Oil prices tumbled to $92 per barrel on Wednesday after US President Donald Trump announced a two-week ceasefire agreement with Iran, contingent on the safe reopening of the Strait of Hormuz.
Nigeria’s benchmark, Brent crude, plunged 15.5 per cent to $92.28 per barrel, shedding nearly $17 and marking its steepest daily decline since April 2020, during the COVID-19 pandemic.
Hours later, prices recovered slightly, with Brent rising to $94.44 per barrel after losing $14.83, or 13.57 per cent. West Texas Intermediate (WTI) futures also dropped sharply, falling $17.92, or 15.87 per cent, to $95.03. At the peak of the crisis, oil prices had surged to $120 per barrel.
European natural gas prices also declined by 20 per cent at market opening in Amsterdam, reflecting easing concerns following the ceasefire announcement, which could lead to the reopening of the Strait of Hormuz.
However, uncertainty remains in the liquefied natural gas (LNG) market. No LNG cargo has passed through the Strait in over a month, after two vessels carrying Qatari LNG abandoned attempts to exit the route — a development that disrupted exports since the conflict began.
Despite the market relief, physical supply constraints in the LNG market persist.
Shipping sources disclosed that the Iranian navy had threatened to destroy vessels attempting to pass through the Strait of Hormuz without Tehran’s approval, keeping the vital route effectively shut.
Iran indicated it would halt attacks if strikes against it ceased, adding that safe transit through the Strait would be possible for two weeks under coordination with its armed forces, according to Foreign Minister Abbas Araqchi.
A senior Iranian official told Reuters that the Strait could reopen in a limited and controlled manner ahead of planned talks between US and Iranian officials in Pakistan.
Shippers and refiners continued to seek clarity on logistics and crude loadings following the ceasefire announcement.
Trump said the US had received a 10-point proposal from Iran, describing it as a workable framework for negotiations and noting that both sides were progressing towards a long-term peace agreement.

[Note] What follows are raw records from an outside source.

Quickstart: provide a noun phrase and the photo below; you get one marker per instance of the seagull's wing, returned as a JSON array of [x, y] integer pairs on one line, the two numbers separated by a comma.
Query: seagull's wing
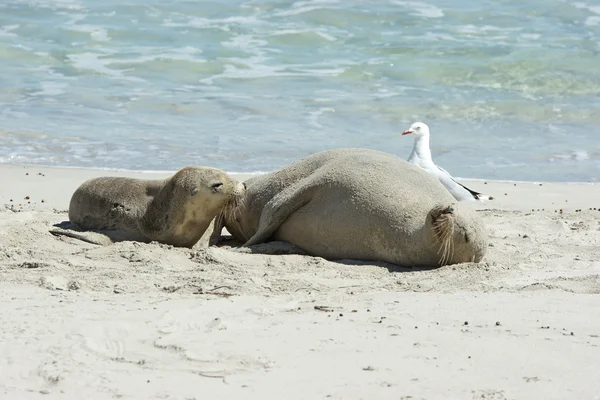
[[458, 190]]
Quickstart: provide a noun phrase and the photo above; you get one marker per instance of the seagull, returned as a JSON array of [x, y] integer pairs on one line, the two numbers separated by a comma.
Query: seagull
[[421, 156]]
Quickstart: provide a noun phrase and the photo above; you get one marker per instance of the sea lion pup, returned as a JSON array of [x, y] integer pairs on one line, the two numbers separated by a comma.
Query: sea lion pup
[[359, 204], [176, 211]]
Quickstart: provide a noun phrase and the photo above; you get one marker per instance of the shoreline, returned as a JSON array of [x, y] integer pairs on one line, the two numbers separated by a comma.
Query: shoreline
[[252, 173], [156, 321], [55, 185]]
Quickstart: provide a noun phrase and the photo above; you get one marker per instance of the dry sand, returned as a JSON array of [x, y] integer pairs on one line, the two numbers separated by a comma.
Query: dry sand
[[149, 321]]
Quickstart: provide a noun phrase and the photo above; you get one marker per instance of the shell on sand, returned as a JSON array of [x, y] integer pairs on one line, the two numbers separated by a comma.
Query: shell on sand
[[359, 204]]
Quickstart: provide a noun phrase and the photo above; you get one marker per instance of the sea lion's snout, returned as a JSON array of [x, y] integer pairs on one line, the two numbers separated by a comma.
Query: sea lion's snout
[[217, 187], [447, 210]]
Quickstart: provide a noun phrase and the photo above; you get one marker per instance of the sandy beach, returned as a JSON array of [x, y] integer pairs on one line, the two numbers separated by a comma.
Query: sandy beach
[[150, 321]]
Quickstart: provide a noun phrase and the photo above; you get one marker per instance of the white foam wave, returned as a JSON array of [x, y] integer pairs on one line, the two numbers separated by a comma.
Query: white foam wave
[[5, 31], [421, 9], [94, 63]]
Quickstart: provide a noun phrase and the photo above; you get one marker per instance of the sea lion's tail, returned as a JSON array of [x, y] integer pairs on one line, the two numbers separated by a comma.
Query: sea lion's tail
[[443, 229]]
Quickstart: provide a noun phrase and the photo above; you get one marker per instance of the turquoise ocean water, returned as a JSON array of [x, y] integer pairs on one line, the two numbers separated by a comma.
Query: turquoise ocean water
[[509, 88]]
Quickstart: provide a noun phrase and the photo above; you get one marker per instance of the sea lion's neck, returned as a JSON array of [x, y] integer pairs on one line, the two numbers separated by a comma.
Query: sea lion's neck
[[421, 150]]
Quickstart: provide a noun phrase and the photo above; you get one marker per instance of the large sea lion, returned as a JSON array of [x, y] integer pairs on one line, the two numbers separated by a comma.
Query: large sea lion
[[359, 204], [176, 211]]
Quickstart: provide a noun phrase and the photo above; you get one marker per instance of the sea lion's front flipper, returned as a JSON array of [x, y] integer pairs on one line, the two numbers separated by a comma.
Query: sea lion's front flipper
[[443, 224], [281, 206], [99, 237]]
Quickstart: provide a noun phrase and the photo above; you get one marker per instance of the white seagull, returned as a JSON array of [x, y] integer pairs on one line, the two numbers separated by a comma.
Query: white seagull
[[421, 156]]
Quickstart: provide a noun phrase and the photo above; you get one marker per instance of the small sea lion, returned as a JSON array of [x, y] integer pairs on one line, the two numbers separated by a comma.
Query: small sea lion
[[359, 204], [176, 211]]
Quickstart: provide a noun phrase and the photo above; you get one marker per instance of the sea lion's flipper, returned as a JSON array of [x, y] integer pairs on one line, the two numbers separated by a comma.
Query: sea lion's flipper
[[89, 237], [443, 224], [100, 237], [279, 208]]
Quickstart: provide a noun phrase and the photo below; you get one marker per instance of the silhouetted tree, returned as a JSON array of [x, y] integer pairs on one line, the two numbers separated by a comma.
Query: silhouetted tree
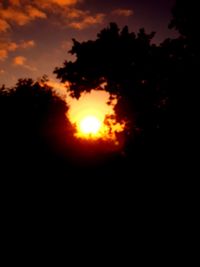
[[34, 127], [130, 65]]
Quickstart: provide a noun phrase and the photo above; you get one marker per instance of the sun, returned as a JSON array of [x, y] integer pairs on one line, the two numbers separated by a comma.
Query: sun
[[90, 125], [93, 117]]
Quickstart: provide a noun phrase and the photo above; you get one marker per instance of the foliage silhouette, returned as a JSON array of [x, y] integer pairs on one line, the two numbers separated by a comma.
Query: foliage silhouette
[[149, 80]]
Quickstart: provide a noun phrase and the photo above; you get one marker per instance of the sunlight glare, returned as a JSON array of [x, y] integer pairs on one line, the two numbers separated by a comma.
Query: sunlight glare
[[90, 125]]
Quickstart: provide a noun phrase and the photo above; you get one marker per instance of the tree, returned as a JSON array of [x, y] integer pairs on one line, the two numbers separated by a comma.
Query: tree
[[34, 126], [125, 61]]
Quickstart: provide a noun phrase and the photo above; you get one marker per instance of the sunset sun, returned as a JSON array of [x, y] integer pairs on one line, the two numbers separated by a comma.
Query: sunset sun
[[94, 118], [90, 125]]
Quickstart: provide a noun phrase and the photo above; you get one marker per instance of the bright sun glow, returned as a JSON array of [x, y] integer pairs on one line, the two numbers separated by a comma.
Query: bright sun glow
[[90, 125], [93, 117]]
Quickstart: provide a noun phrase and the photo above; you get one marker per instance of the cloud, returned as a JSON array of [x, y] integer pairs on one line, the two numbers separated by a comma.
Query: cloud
[[2, 71], [87, 21], [22, 12], [7, 46], [21, 15], [4, 26], [21, 61], [3, 54], [27, 44], [123, 12]]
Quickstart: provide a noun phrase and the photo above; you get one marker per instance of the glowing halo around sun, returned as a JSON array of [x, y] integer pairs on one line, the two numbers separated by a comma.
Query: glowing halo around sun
[[90, 125], [94, 118]]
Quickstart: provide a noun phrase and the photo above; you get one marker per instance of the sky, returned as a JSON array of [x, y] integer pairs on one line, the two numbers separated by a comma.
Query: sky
[[35, 35]]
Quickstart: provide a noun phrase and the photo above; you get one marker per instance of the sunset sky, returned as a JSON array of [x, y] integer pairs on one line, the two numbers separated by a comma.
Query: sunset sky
[[35, 35]]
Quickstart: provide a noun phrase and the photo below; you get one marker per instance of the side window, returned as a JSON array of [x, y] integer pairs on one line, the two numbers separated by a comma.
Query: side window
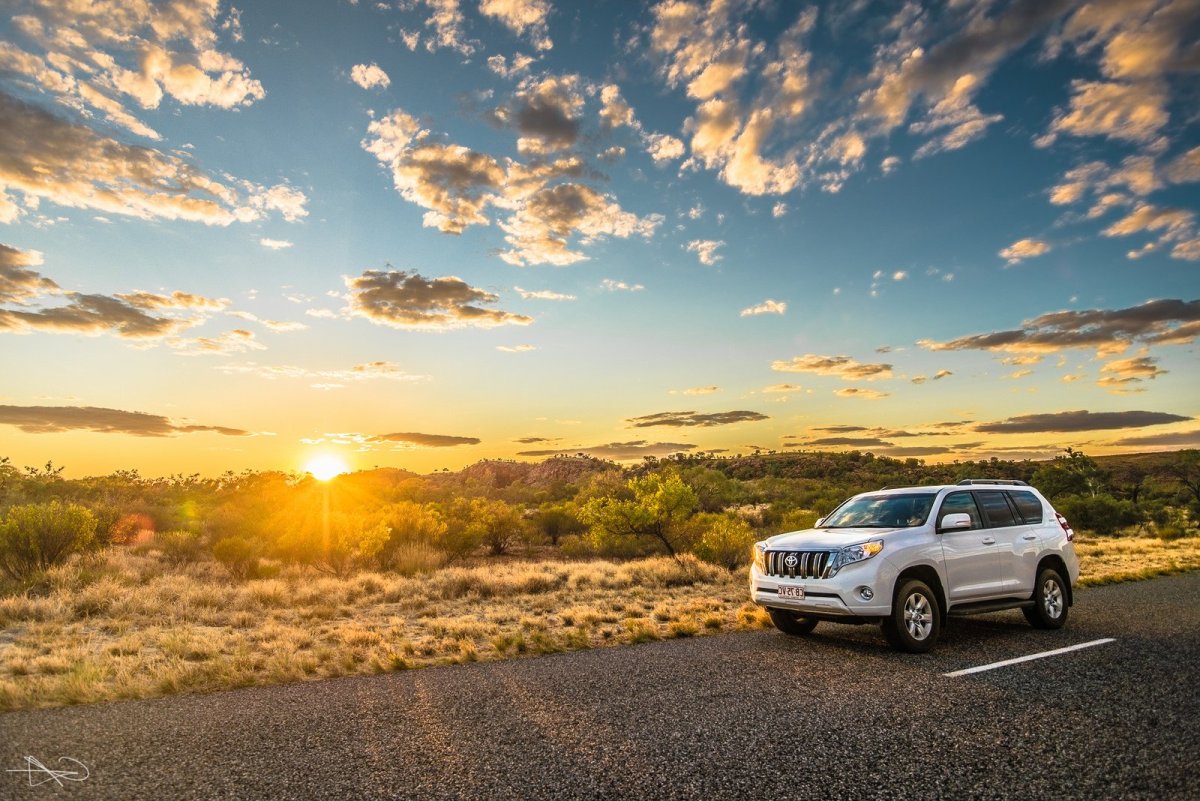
[[1029, 506], [959, 503], [996, 509]]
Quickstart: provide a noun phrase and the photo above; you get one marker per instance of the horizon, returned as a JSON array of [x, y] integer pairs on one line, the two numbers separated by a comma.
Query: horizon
[[423, 236]]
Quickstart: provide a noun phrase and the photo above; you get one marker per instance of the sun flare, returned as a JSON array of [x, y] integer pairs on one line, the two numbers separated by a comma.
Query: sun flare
[[325, 467]]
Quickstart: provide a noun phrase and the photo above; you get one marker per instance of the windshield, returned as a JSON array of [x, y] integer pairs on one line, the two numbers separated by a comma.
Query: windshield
[[881, 512]]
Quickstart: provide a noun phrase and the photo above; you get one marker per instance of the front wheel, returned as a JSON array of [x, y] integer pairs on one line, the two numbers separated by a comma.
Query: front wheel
[[791, 622], [916, 619], [1049, 609]]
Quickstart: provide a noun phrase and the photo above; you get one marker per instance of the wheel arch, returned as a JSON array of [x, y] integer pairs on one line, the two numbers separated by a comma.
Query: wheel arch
[[927, 573], [1055, 561]]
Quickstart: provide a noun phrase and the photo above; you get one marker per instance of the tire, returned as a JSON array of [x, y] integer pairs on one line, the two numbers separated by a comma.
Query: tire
[[916, 619], [791, 622], [1049, 609]]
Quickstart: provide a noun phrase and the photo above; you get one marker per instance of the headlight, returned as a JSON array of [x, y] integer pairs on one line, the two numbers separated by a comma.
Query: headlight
[[759, 553], [851, 554]]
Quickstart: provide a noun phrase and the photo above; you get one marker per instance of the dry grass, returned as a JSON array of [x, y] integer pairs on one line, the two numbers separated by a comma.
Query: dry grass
[[125, 625], [1108, 560]]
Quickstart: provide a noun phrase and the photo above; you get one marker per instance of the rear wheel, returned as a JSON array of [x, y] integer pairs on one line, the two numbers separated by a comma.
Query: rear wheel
[[1049, 609], [791, 622], [916, 619]]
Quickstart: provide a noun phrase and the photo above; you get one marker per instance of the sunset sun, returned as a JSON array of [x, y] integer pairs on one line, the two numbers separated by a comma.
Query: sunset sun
[[325, 467]]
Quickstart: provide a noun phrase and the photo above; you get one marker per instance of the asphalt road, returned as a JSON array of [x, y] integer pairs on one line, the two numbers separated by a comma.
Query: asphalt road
[[749, 716]]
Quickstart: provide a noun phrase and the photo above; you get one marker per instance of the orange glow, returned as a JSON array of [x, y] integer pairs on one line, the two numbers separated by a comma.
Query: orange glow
[[325, 467]]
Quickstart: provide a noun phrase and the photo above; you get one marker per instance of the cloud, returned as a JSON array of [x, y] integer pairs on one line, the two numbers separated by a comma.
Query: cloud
[[1078, 421], [1024, 248], [114, 58], [453, 182], [427, 440], [706, 250], [768, 306], [327, 378], [858, 392], [619, 285], [618, 451], [844, 367], [543, 294], [522, 17], [43, 156], [852, 441], [695, 420], [540, 230], [1123, 374], [18, 283], [408, 300], [507, 68], [370, 76], [1109, 331], [457, 185], [1174, 440], [231, 342], [1117, 110], [546, 113], [49, 420], [707, 50]]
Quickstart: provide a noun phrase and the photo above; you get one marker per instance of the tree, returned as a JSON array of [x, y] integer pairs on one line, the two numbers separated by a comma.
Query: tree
[[1186, 469], [497, 524], [654, 511], [37, 536], [556, 521]]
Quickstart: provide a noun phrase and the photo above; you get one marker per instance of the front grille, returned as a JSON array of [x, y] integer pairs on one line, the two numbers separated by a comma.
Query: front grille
[[808, 564]]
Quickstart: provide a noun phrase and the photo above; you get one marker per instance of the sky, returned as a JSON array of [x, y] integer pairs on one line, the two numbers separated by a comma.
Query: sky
[[425, 233]]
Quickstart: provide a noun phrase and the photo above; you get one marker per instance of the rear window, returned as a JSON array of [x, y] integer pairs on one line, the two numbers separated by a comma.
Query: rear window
[[996, 509], [1027, 505]]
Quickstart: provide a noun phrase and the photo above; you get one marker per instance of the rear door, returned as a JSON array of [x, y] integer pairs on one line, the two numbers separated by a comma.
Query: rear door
[[973, 570], [1017, 543]]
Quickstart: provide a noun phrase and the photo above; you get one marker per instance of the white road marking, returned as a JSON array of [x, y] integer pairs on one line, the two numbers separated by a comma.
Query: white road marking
[[1030, 657]]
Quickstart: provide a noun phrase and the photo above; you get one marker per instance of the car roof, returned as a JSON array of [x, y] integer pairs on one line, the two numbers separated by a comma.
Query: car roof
[[931, 489]]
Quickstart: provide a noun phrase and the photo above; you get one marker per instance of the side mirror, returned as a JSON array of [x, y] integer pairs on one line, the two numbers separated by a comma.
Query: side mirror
[[955, 522]]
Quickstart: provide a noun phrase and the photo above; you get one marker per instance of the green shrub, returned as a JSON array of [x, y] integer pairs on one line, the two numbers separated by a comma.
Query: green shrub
[[1103, 515], [37, 536], [726, 541]]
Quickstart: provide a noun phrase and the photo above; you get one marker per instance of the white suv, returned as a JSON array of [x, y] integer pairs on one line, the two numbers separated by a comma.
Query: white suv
[[907, 558]]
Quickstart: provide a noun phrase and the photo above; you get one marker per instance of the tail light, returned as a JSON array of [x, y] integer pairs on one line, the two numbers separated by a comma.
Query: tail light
[[1066, 527]]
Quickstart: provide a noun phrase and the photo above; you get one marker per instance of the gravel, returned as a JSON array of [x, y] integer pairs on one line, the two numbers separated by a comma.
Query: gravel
[[753, 716]]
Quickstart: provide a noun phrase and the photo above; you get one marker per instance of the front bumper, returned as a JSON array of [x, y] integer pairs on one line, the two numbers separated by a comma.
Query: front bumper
[[831, 598]]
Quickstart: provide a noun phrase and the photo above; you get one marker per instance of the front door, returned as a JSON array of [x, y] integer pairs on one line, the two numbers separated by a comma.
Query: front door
[[973, 570]]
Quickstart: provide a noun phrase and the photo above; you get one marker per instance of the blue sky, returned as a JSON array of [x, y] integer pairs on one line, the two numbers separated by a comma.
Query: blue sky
[[424, 233]]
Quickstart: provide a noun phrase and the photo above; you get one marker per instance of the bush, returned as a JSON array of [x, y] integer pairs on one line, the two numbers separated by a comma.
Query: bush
[[37, 536], [239, 555], [726, 541], [180, 547], [1103, 515]]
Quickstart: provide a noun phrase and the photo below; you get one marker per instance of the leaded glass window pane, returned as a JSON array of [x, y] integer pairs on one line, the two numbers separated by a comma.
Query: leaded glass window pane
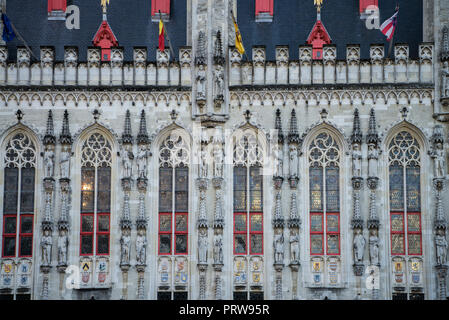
[[316, 188], [255, 185], [397, 243], [9, 246], [316, 244], [181, 189], [26, 224], [87, 223], [240, 243], [333, 244], [396, 188], [10, 190], [165, 189], [239, 189], [26, 246], [256, 244], [103, 244], [414, 243], [256, 222], [87, 244], [413, 189], [181, 223], [87, 189], [27, 191], [332, 189], [181, 243], [240, 223], [164, 243]]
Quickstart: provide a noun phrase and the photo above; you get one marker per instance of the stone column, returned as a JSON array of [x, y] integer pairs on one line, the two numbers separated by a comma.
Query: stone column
[[440, 221], [142, 220], [46, 241], [373, 223]]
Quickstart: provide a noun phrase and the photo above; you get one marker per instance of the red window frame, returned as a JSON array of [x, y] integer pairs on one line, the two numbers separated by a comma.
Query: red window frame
[[414, 232], [317, 233], [397, 232], [254, 232], [162, 5], [8, 235], [363, 4], [21, 234], [263, 6], [86, 233], [164, 232], [176, 233], [57, 5], [245, 233], [100, 233], [333, 232]]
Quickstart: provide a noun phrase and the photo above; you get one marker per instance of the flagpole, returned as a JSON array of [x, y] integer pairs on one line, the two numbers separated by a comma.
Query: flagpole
[[166, 35]]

Meanwhile, Nigeria recorded significant gains in crude oil production following improved pipeline security in the Niger Delta.
The Group Chief Executive Officer of NNPC, Bayo Ojulari, said output rose from 960,000 barrels per day in 2022 to an average of 1.71 million barrels per day, reaching a peak of 1.84 million barrels per day in 2025.
Ojulari attributed the growth to an “integrated energy security model that combines legislative and executive policy alignment, actionable intelligence, kinetic deployment capabilities, regulatory oversight, industry cooperation, and community embedded surveillance mechanisms”.
He added that tackling oil theft and pipeline vandalism had restored investor confidence in Nigeria’s oil and gas sector.
At a Parliamentary Roundtable in Abuja, Senate President Godswill Akpabio, represented by Senator Jimoh Ibrahim, called for stronger collaboration among stakeholders to address production challenges.
Speaker of the House of Representatives, represented by House Leader Julius Ihonvbere, emphasised the need to assess progress to ensure fairness and equity.
The roundtable brought together top government officials, security agencies, and industry stakeholders, including the Chief of Defence Staff, Inspector General of Police, and private security firms.
Separately, Exxon Mobil projected that higher oil and gas prices linked to the conflict could boost its first-quarter upstream earnings by as much as $2.9 billion.
However, downstream earnings may take a hit of about $5.3 billion due to timing effects, with gains expected in subsequent quarters as shipments are delivered.
The company also revealed that its oil and gas production would decline by 6 per cent in the first quarter compared to the previous quarter, when it produced 5 million barrels of oil equivalent per day.
Assets in Qatar and the UAE accounted for 20 per cent of Exxon’s global oil production in 2025.
Exxon is scheduled to release its full first-quarter results on May 1, with investors closely monitoring the report for signals on broader oil sector performance.